El estrés crónico puede disminuir la inmunidad y aumentar la frecuencia de enfermedades. El cortisol, una hormona liberada durante el estrés, puede provocar inflamación cuando se libera en exceso en el cuerpo.
"Los glóbulos blancos, encargados de combatir las infecciones, disminuyen con el estrés crónico, lo que nos hace más susceptibles a gripes e infecciones. Además, afecta el sueño, empeorando las condiciones médicas preexistentes", explica la experta.
Enfrentar el estrés de manera efectiva implica encontrar un equilibrio entre el autocuidado, la adaptabilidad y la aceptación. "Reconocer que es parte natural de la vida, y comprender que tenemos el poder de influir en cómo respondemos a él, es el primer paso hacia una vida más tranquila y equilibrada", concluye.

Toma el control
1- Identifica qué está causando ese estrés. ¿Es el trabajo, las relaciones personales, la salud o alguna otra área de tu vida?
2- Desarrolla estrategias para hacerle frente. Técnicas de relajación como respiración profunda, la meditación o el yoga, así como actividades para recargar energías.
3- Organiza tus tareas. Divide las grandes tareas en pasos más pequeños y manejables, y enfócate en completar una a la vez.
4- Aprende a decir "no" cuando sea necesario y establece límites claros con los demás para proteger tu tiempo y energía.

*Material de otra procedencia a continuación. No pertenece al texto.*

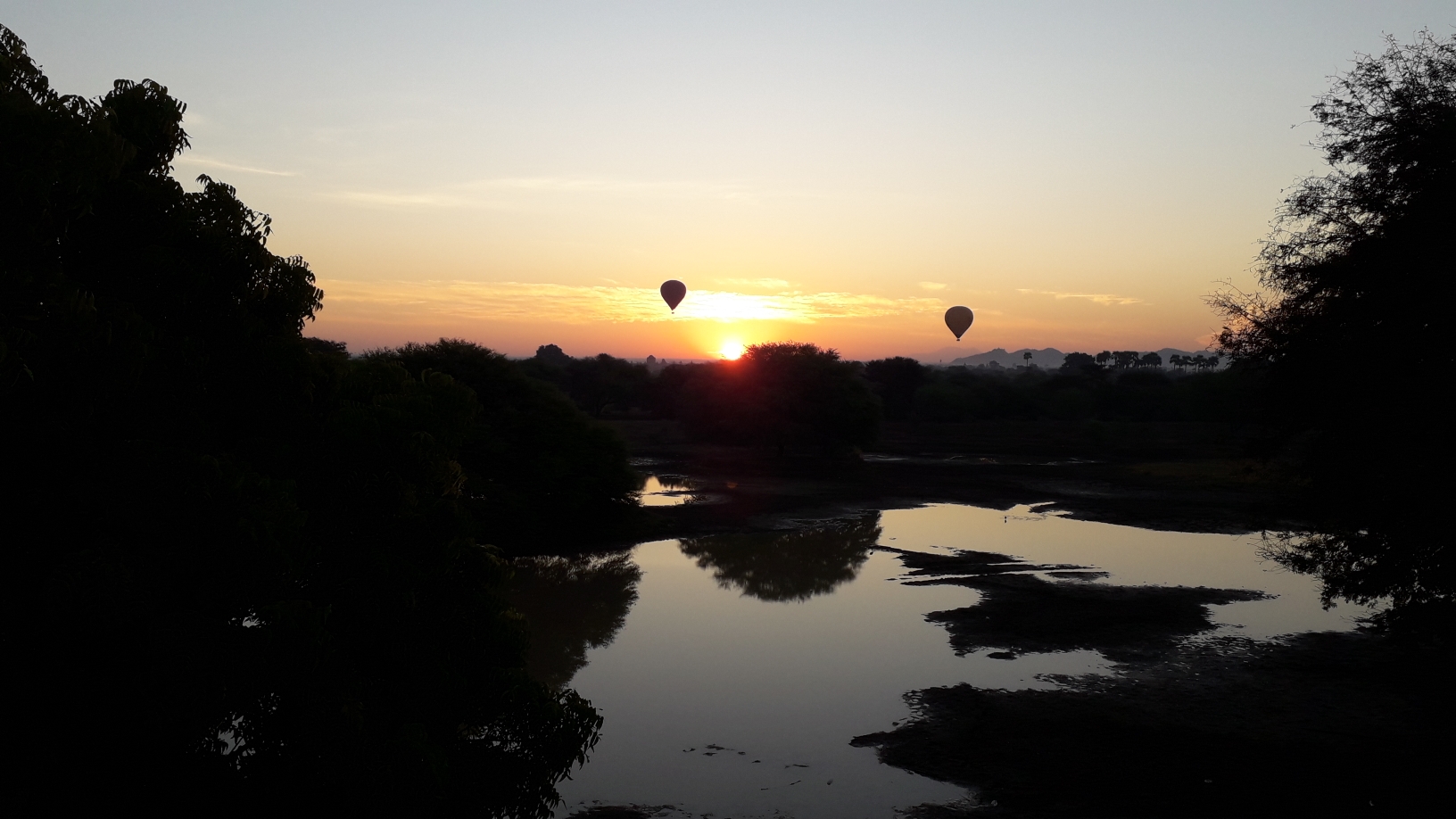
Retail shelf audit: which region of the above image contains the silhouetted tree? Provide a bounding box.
[511,552,642,691]
[864,356,928,421]
[367,338,638,552]
[678,343,881,453]
[1212,30,1456,619]
[0,26,600,816]
[1060,352,1099,375]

5- En lugar de enfocarte en lo que está fuera de tu control, concéntrate en lo que puedes controlar y en encontrar soluciones prácticas.
Muévete
Cualquier actividad física puede servir para aliviar el estrés, debe ser de 30 a 40 minutos al día
- Bailar
- Caminar
- Andar en bicicleta
- Saltar la cuerda

Descansa
- El sueño repara, relaja y revitaliza el organismo, es una herramienta valiosa para hacer frente al estrés.

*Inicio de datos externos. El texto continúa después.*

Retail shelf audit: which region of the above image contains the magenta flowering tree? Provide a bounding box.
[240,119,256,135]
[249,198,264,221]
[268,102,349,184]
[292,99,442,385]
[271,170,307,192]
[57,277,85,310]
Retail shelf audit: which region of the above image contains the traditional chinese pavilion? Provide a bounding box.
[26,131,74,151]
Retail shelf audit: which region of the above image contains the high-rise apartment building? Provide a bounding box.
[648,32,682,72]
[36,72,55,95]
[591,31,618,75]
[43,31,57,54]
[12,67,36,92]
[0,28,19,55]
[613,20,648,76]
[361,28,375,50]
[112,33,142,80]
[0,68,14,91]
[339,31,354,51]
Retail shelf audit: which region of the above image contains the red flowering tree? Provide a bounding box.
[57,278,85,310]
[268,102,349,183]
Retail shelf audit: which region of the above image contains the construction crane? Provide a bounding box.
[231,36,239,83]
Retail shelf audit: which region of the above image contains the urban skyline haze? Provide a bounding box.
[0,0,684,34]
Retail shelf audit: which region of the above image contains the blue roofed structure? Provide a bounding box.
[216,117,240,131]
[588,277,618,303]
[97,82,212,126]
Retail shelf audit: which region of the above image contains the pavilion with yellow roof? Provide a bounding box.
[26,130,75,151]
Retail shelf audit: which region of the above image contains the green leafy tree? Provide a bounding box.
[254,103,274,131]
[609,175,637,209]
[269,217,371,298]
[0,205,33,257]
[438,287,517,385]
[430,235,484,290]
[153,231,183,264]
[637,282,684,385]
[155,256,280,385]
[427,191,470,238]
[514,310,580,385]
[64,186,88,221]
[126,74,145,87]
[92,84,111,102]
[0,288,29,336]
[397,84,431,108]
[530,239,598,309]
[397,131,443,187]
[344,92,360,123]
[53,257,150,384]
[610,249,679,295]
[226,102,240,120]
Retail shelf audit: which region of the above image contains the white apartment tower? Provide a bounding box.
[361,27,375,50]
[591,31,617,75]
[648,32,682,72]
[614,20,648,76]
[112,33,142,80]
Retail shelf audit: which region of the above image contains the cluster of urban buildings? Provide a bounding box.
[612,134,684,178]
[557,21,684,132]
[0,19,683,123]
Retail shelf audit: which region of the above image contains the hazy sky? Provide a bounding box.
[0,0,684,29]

- Establecer una rutina: acuéstate y levántate a la misma hora todos los días, incluso los fines de semana.
- Crear un ambiente propicio: que tu lugar de descanso sea tranquilo, oscuro y tenga una temperatura agradable para favorecer el sueño.
- Limitar la tecnología: evita el uso de dispositivos electrónicos antes de dormir, ya que la luz azul puede interferir con la calidad del sueño.

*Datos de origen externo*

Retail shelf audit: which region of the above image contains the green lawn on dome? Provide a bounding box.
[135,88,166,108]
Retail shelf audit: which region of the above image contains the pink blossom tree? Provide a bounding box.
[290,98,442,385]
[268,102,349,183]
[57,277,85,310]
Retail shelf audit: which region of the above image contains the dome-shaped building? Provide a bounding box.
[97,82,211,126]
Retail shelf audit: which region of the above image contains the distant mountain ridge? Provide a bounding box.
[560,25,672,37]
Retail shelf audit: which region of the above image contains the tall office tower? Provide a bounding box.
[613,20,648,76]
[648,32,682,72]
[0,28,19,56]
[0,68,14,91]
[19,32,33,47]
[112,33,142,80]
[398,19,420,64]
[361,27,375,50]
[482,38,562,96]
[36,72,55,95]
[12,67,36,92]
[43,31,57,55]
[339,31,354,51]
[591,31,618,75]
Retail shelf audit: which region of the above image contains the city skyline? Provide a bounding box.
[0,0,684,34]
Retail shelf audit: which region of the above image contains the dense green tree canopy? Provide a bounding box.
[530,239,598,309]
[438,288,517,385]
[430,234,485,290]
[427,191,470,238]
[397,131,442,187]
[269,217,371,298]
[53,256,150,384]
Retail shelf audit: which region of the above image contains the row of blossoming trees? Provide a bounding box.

- Comidas estimulantes: evita las bebidas alcohólicas o con cafeína antes de acostarte, ya que pueden dificultar conciliar el sueño.
- Priorizar la comodidad: tu cama debe ser un lugar de descanso y relajación, así que asegúrate de que sea cómoda y te brinde el soporte adecuado.
- Mantener la limpieza: Cambia las sábanas al menos una vez a la semana, airea las almohadas y limpia tu habitación con regularidad para crear un entorno saludable para dormir.
La risa tiene poder
No es broma. Su contagioso frenesí puede encender los ánimos y luego suavizar tu respuesta al estrés, mientras eleva y luego regula la frecuencia cardíaca y la presión arterial. ¿El resultado? Una sensación placentera y relajada que perdura.